Neomartyr
- Born: Floka
- Died: Tripoli
- Venerated in: Eastern Orthodoxy
- Major shrine: Saint Demetrius Church, Tripoli
- Feast: 14 April

= Demetrius the Neomartyr =

Orthodox Christian saint

Saint Demetrius the Neomartyr (Άγιος Δημήτριος Νεομάρτυρας, or Άγιος Δημήτριος Ο Νέος) (1779-1803) is an Orthodox Christian saint, commemorated on 14 April in the Church of Greece.

==Early life==
Demetrius was a Greek Orthodox Christian boy born in Floka and raised in Ligouditsa, both in the region of Messinia, which is near the regional capital of Tripoli. As with most of Greece at the time, the region was ruled by the Ottoman Empire. His mother died when he was very young, and his father, Elias, remarried. Due to ill-treatment by his stepmother, Demetrius left home and went to seek work in Tripoli, where he was apprenticed to a builder.

He converted to Islam but later repented. He worked for a time as a barber, before the abbot of the Monastery of the Precious Forerunner recommended him to a monastery on the island of Chios where he stayed for a time.

==Public confession and martyrdom==
Demetrius fell into a deep depression when the weight of his sin fully weighed in and decided that to expiate his mistake, he must perform a great penance: returning to Tripoli to confess publicly that he was recanting his conversion to Islam. His abbot tried to dissuade him, to no avail, and Demetrius returned to Tripoli and publicly confessed his re-conversion to Christianity several times.

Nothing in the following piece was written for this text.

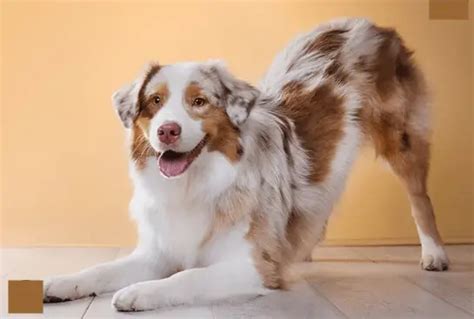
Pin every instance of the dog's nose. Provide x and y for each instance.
(169, 133)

This included him going to his former barber boss and asking him to slit his throat right there, which neither the boss nor the other barbers did. When this didn't work, he went up to the guards of a nearby leader and told them he had apostatized, which got him detained.

Demetrius was taken to the presence of a Turkish judge, judged for apostasy from Islam, convicted and sentenced to die in 1803, despite the attempted intercession of a Turkish friend, who tried to cover up for him by altering the records of Demetrius' confession; Demetrius noticed this and demanded to be executed anyway, also ignoring the judge's own desire to let him go. Finally, Demetrius was taken to the local market (reportedly, he cheerfully sang Christian hymns in his way), and publicly executed by beheading; despite orders to be burned, his severed head and body were hidden and preserved by local Christians as relics.